4
votes

I'm currently undertaking my first 'real' DL project of (surprise) predicting stock movements. I know that I'm 1000:1 to make anything useful but I'm enjoying it and want to see it through, I've learnt more in my few weeks of attempting this than I have in the prior 6 months of completing MOOC's.

I'm building an LSTM using Keras to currently predict the next 1 step forward and have attempted the task as both classification (up/down/steady) and now as a regression problem.

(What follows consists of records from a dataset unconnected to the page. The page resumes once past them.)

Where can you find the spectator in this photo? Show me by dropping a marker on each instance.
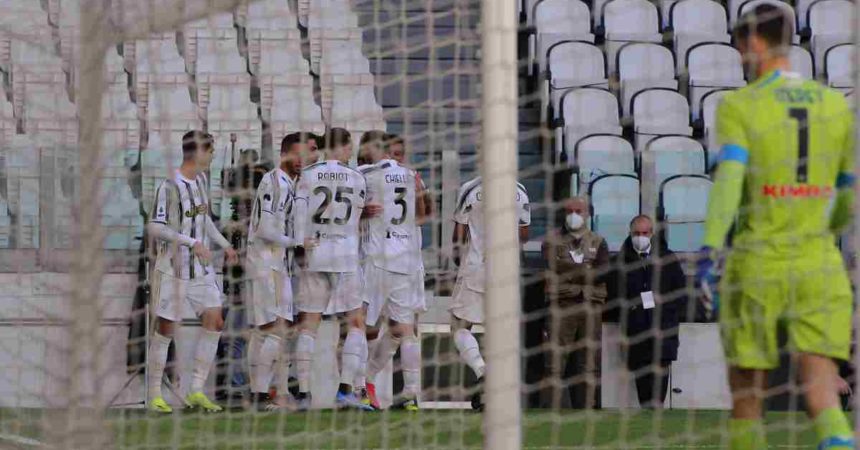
(577, 260)
(648, 287)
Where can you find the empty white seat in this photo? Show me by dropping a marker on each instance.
(629, 21)
(839, 67)
(710, 102)
(586, 111)
(801, 61)
(665, 157)
(615, 201)
(830, 23)
(600, 154)
(643, 66)
(556, 21)
(749, 5)
(657, 112)
(573, 64)
(683, 208)
(710, 67)
(694, 22)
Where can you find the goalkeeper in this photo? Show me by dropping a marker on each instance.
(786, 153)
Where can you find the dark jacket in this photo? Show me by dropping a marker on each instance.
(568, 280)
(652, 333)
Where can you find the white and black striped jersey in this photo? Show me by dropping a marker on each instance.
(272, 207)
(183, 205)
(329, 200)
(470, 212)
(391, 236)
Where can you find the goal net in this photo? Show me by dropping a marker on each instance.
(536, 97)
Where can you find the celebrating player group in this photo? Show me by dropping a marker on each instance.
(324, 239)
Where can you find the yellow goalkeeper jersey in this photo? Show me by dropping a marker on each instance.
(789, 141)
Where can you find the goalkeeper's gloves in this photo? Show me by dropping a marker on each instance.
(707, 280)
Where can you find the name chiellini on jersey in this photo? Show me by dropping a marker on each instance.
(329, 199)
(469, 212)
(390, 238)
(183, 205)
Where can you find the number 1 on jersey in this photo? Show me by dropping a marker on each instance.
(801, 115)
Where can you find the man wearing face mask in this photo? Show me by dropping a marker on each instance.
(577, 261)
(647, 290)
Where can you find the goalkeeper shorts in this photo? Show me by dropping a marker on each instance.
(810, 296)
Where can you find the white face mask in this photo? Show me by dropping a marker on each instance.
(574, 221)
(641, 243)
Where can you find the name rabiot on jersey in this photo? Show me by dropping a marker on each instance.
(275, 197)
(390, 240)
(329, 200)
(182, 204)
(470, 212)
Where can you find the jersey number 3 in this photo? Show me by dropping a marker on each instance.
(339, 197)
(801, 115)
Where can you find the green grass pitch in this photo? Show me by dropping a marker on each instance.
(428, 429)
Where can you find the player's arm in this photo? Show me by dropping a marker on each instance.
(725, 197)
(843, 206)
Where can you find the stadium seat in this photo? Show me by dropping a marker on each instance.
(573, 64)
(556, 21)
(22, 189)
(614, 202)
(839, 67)
(330, 20)
(659, 111)
(600, 154)
(585, 111)
(801, 61)
(830, 23)
(709, 118)
(642, 66)
(664, 157)
(682, 210)
(712, 66)
(694, 22)
(749, 5)
(629, 21)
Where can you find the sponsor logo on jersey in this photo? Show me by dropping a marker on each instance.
(796, 191)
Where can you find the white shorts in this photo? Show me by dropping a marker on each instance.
(169, 293)
(269, 295)
(467, 300)
(329, 292)
(392, 294)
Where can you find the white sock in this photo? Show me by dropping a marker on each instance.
(254, 344)
(269, 350)
(410, 362)
(385, 350)
(204, 356)
(354, 346)
(361, 373)
(304, 354)
(467, 345)
(157, 359)
(282, 364)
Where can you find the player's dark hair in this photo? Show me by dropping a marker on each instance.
(766, 21)
(375, 136)
(193, 140)
(295, 138)
(336, 137)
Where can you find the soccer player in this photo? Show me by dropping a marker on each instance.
(183, 228)
(329, 200)
(467, 306)
(270, 293)
(392, 267)
(787, 146)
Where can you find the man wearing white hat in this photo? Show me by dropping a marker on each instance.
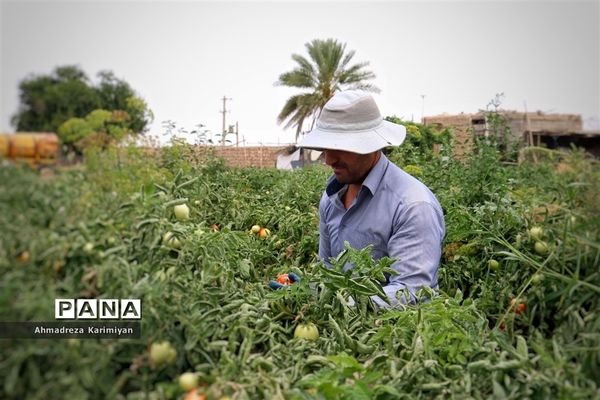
(371, 201)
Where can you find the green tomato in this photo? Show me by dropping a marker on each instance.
(188, 381)
(182, 212)
(493, 264)
(162, 353)
(171, 241)
(541, 248)
(307, 331)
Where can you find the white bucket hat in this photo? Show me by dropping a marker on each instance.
(351, 121)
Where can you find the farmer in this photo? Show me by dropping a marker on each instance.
(371, 201)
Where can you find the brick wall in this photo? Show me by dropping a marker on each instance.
(255, 156)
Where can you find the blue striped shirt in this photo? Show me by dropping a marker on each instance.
(394, 212)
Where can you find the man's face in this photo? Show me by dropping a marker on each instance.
(350, 168)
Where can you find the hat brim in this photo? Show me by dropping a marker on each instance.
(361, 142)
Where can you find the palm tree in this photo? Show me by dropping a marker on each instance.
(326, 72)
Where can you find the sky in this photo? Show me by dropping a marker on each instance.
(429, 57)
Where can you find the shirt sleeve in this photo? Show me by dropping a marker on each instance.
(416, 243)
(324, 238)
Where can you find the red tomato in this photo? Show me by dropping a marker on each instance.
(284, 279)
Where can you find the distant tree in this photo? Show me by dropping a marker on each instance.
(98, 128)
(47, 101)
(326, 71)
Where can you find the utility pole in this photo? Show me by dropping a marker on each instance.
(224, 112)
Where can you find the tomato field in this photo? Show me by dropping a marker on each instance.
(516, 315)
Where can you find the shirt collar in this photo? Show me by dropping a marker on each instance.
(371, 182)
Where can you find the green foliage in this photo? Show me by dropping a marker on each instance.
(210, 299)
(324, 73)
(48, 101)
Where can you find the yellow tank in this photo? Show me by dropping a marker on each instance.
(32, 148)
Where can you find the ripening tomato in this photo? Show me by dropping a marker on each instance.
(264, 233)
(307, 331)
(24, 256)
(194, 395)
(284, 279)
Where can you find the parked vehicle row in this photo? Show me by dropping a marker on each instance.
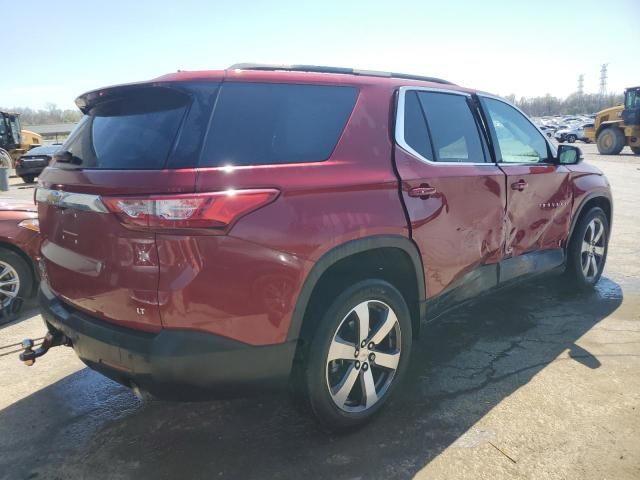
(31, 164)
(208, 231)
(19, 251)
(572, 133)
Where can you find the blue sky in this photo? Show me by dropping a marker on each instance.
(524, 47)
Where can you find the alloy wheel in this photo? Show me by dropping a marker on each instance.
(9, 283)
(363, 356)
(593, 249)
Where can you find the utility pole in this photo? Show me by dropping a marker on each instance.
(603, 79)
(581, 92)
(581, 84)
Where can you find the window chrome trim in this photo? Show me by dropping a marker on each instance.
(77, 201)
(551, 146)
(399, 127)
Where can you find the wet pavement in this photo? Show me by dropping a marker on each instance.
(532, 382)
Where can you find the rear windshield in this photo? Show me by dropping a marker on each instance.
(134, 130)
(43, 150)
(258, 124)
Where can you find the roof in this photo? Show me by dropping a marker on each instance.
(301, 74)
(58, 128)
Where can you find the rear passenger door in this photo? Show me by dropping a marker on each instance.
(539, 191)
(453, 192)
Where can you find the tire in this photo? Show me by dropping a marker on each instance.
(341, 409)
(611, 141)
(586, 256)
(13, 267)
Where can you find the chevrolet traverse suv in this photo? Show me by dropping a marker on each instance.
(214, 230)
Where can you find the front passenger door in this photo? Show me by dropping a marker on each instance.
(539, 193)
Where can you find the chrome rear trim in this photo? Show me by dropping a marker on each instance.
(78, 201)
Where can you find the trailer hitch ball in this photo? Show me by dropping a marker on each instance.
(29, 355)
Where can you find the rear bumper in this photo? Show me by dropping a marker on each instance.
(175, 364)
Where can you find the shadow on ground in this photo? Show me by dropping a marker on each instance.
(85, 426)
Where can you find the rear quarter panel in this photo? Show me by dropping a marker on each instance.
(587, 182)
(245, 285)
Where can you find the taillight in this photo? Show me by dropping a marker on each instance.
(200, 210)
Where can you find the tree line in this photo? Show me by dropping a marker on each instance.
(571, 105)
(533, 106)
(45, 116)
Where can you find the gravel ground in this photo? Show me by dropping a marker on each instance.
(533, 382)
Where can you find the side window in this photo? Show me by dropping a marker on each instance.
(453, 129)
(268, 123)
(416, 134)
(518, 140)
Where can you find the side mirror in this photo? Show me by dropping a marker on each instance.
(569, 155)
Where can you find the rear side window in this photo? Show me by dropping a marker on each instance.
(415, 127)
(260, 124)
(131, 130)
(454, 131)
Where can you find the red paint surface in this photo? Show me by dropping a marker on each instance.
(243, 282)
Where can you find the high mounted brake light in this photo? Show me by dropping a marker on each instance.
(199, 210)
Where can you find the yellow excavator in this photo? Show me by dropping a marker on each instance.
(619, 126)
(13, 140)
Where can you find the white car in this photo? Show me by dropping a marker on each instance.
(572, 133)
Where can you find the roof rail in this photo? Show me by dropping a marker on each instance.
(342, 70)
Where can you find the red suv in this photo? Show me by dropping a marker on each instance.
(206, 231)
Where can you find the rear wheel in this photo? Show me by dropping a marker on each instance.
(587, 252)
(610, 141)
(358, 354)
(16, 279)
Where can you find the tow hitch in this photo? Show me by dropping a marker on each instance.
(29, 355)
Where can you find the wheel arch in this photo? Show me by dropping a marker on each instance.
(595, 199)
(384, 250)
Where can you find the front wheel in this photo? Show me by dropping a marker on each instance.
(16, 279)
(587, 252)
(358, 354)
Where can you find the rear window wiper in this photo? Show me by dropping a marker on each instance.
(65, 156)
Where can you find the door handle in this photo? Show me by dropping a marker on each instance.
(520, 185)
(422, 191)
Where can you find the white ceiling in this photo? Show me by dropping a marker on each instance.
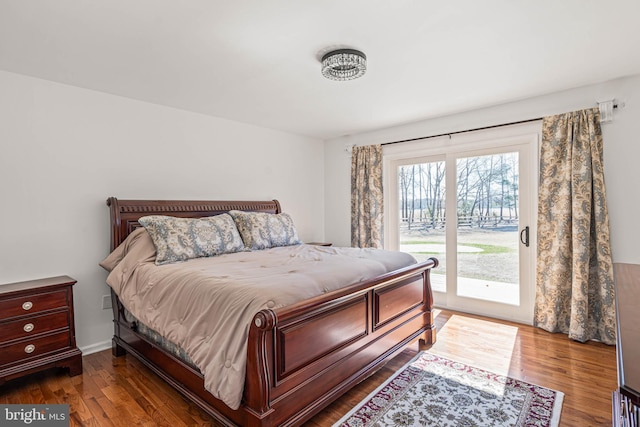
(258, 61)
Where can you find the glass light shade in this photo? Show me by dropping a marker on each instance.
(344, 64)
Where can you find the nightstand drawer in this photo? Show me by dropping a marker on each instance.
(31, 348)
(33, 325)
(34, 303)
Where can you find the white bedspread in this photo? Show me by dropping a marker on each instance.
(206, 305)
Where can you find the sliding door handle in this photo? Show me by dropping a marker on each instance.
(525, 232)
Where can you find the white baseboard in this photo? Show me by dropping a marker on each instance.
(94, 348)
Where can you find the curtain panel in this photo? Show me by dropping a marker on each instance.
(366, 197)
(574, 269)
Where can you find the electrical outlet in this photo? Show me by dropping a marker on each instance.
(106, 302)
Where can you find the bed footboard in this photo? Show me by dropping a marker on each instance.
(303, 357)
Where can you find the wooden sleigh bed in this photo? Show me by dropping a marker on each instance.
(302, 357)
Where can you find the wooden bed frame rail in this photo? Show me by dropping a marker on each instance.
(301, 357)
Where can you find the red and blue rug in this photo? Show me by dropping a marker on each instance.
(434, 391)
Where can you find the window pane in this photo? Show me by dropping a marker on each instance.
(422, 215)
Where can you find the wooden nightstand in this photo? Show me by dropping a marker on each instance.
(36, 327)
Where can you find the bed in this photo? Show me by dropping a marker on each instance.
(300, 357)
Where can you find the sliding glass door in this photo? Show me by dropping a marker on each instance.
(473, 211)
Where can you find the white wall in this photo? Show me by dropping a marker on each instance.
(621, 152)
(64, 150)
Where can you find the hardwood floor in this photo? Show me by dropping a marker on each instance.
(122, 392)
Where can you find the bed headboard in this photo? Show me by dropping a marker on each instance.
(125, 213)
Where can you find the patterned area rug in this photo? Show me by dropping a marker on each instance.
(433, 391)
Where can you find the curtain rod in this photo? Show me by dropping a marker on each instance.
(462, 131)
(472, 130)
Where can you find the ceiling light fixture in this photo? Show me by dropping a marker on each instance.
(344, 64)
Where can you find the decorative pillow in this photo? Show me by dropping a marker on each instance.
(262, 230)
(180, 239)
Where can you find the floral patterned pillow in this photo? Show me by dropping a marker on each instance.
(262, 230)
(181, 239)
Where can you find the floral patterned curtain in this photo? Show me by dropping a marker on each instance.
(366, 197)
(575, 291)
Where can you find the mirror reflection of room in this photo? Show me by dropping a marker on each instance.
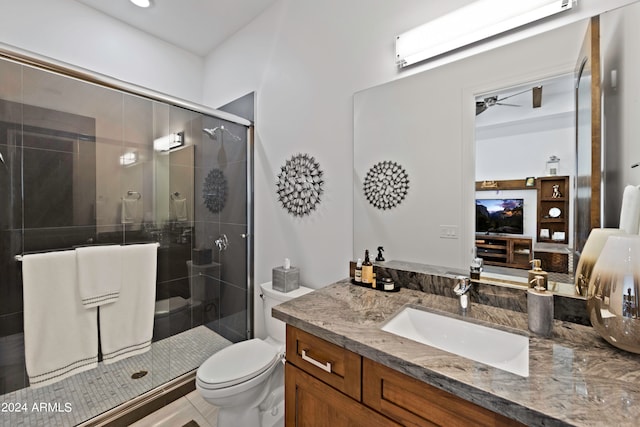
(525, 163)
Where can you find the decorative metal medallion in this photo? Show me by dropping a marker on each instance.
(386, 185)
(214, 191)
(300, 184)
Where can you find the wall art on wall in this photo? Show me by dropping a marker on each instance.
(386, 185)
(214, 190)
(299, 184)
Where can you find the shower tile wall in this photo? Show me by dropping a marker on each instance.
(225, 309)
(89, 128)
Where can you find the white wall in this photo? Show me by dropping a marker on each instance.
(73, 33)
(621, 105)
(305, 59)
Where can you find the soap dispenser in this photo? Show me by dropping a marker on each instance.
(367, 270)
(540, 308)
(537, 271)
(358, 271)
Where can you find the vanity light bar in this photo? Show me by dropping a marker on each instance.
(470, 24)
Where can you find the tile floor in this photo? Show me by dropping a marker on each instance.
(85, 395)
(181, 412)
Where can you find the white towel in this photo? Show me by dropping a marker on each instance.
(129, 209)
(126, 326)
(180, 209)
(99, 274)
(630, 211)
(60, 335)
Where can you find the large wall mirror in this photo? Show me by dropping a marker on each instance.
(453, 154)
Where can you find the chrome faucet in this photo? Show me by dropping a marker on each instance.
(463, 285)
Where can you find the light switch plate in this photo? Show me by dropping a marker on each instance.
(448, 231)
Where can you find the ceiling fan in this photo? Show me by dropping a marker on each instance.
(495, 100)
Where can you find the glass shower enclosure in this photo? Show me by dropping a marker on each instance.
(85, 164)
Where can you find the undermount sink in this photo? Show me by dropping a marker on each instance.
(500, 349)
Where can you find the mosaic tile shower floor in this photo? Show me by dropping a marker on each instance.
(83, 396)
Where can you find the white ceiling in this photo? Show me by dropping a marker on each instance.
(197, 26)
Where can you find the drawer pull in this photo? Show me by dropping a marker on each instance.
(324, 366)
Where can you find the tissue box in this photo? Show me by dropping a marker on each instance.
(201, 256)
(285, 280)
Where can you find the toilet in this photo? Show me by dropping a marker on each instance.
(246, 380)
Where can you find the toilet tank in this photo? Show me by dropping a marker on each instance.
(270, 298)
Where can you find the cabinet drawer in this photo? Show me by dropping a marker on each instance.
(336, 366)
(414, 403)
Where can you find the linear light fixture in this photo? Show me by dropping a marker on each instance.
(470, 24)
(141, 3)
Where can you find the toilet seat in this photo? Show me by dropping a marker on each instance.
(236, 364)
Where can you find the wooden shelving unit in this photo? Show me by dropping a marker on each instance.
(504, 251)
(546, 202)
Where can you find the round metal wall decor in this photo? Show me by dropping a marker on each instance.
(300, 184)
(386, 185)
(214, 190)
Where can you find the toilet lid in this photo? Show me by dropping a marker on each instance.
(237, 363)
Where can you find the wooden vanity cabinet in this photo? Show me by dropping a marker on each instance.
(356, 391)
(310, 402)
(323, 385)
(414, 403)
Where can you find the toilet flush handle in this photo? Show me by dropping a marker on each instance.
(324, 366)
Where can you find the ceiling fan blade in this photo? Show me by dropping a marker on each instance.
(537, 96)
(480, 107)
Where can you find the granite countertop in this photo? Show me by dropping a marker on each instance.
(575, 377)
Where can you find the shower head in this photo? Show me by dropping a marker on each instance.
(222, 129)
(210, 132)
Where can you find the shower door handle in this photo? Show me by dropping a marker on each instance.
(222, 242)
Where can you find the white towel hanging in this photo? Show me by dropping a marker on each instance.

Both result in a similar roadblock in that my validation loss never improves from epoch #1.

I can get the model to overfit such that training loss approaches zero with MSE (or 100% accuracy if classification), but at no stage does the validation loss decrease. This screams overfitting to my untrained eye so I added varying amounts of dropout but all that does is stifle the learning of the model/training accuracy and shows no improvements on the validation accuracy.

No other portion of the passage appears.